I am happy to report that I computed P(2, 28) and got the same result as DEK using a simple depth first search algorithm implemented with some clever bitwise operations. It ran for exactly 1 week (168 hours) on a pair of high-end consumer GPUs in my hobby computer.
The program is written in C++ and there are two versions, one that runs on CPU (using all cores), and one that runs on GPU (using all NVidia GPUs in the system). I am still working on a version that will run on both CPU and GPU for P(2, 31).
Running on 22-core Xeon E5-2699v4 processor, the CPU version took 91.6 hours to compute P(2,27). That's approximately the same performance as the GPU version using a single GPU. The algorithm code is identical in the two versions, and that's why it will be easy to make a version that runs on both CPU and GPU.
The new program is faster but would still take 18 weeks for P(2, 31).
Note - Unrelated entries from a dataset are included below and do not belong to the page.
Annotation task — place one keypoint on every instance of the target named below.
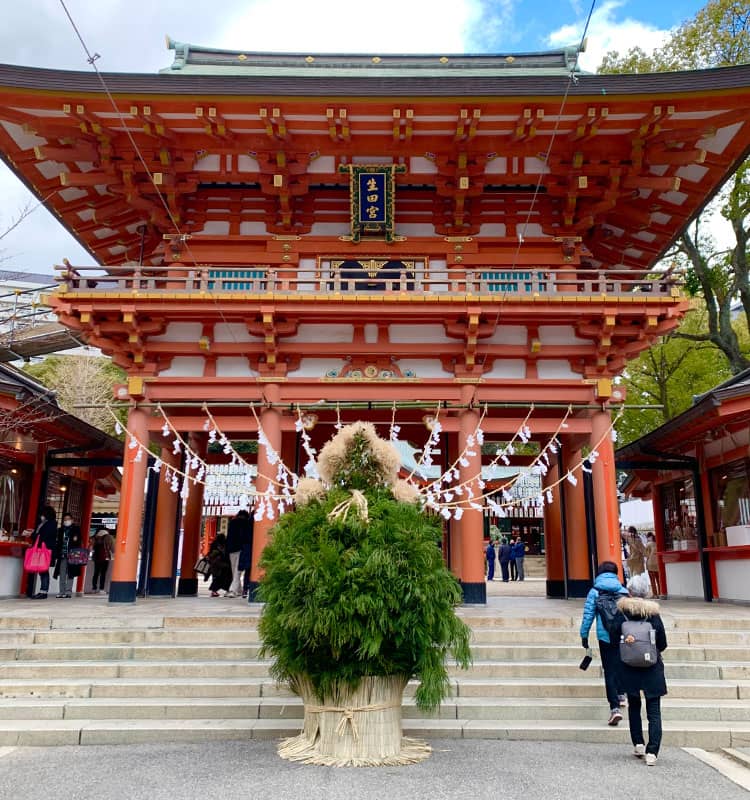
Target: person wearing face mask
(68, 537)
(46, 533)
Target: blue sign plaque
(372, 197)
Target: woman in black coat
(221, 568)
(46, 532)
(649, 680)
(68, 537)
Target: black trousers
(100, 574)
(610, 655)
(653, 715)
(31, 583)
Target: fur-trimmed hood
(638, 607)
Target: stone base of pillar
(474, 593)
(122, 591)
(187, 587)
(161, 587)
(576, 588)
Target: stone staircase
(127, 678)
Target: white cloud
(331, 26)
(606, 32)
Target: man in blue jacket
(505, 556)
(490, 554)
(606, 583)
(518, 555)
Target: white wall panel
(684, 579)
(424, 367)
(316, 367)
(184, 367)
(507, 368)
(233, 367)
(233, 332)
(322, 333)
(733, 578)
(180, 332)
(559, 334)
(411, 334)
(551, 369)
(508, 334)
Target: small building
(696, 471)
(47, 457)
(289, 242)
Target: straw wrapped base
(354, 729)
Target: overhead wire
(572, 80)
(183, 237)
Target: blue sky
(129, 36)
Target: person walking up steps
(600, 603)
(239, 534)
(639, 677)
(490, 554)
(519, 553)
(505, 558)
(102, 550)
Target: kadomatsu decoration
(358, 601)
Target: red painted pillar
(659, 533)
(553, 549)
(130, 515)
(606, 509)
(454, 526)
(86, 510)
(578, 556)
(472, 522)
(35, 506)
(162, 578)
(270, 420)
(191, 524)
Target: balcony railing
(260, 279)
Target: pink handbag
(37, 558)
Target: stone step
(548, 689)
(195, 652)
(739, 622)
(291, 708)
(129, 731)
(557, 653)
(697, 670)
(153, 636)
(249, 667)
(593, 686)
(249, 635)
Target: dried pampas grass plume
(335, 458)
(309, 489)
(405, 492)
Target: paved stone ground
(457, 770)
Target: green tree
(717, 36)
(669, 375)
(83, 385)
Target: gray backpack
(638, 643)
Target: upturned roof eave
(448, 85)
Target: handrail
(262, 278)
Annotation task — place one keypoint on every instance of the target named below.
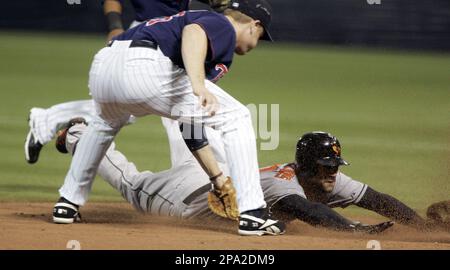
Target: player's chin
(328, 185)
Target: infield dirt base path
(119, 226)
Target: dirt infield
(118, 226)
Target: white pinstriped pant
(140, 81)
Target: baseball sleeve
(346, 191)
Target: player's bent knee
(194, 136)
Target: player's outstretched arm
(318, 214)
(113, 13)
(390, 207)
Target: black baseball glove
(372, 229)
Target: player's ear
(258, 25)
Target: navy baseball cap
(258, 10)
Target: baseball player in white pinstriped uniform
(182, 190)
(161, 67)
(44, 122)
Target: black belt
(197, 193)
(140, 43)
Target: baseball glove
(223, 202)
(439, 214)
(219, 5)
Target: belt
(139, 43)
(197, 193)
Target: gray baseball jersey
(182, 190)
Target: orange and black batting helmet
(318, 148)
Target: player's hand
(207, 100)
(114, 33)
(219, 5)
I think I'll spend some more time digging into the structure of the problem for insights regarding early pruning and symmetry.
I actually like this algorithm better -- it's simpler, solves both normal Langford and Planar Langford, and generalizes Planar Langford to higher than 2 dimensions (see comment at top of code file):
In the Mathematica chart below, I have plotted the runtimes of my previous program (the one that took precisely 1 week to compute P(2,28)) and extrapolated to P(2,31) showing that it would take ~39 weeks.
The new program has a very similar performance chart. For both algorithms, time complexity is O(3.38^n) -- with the same exponent base 3.38, just different constant factors. Remarkable, as the two algorithms search the space in very different ways.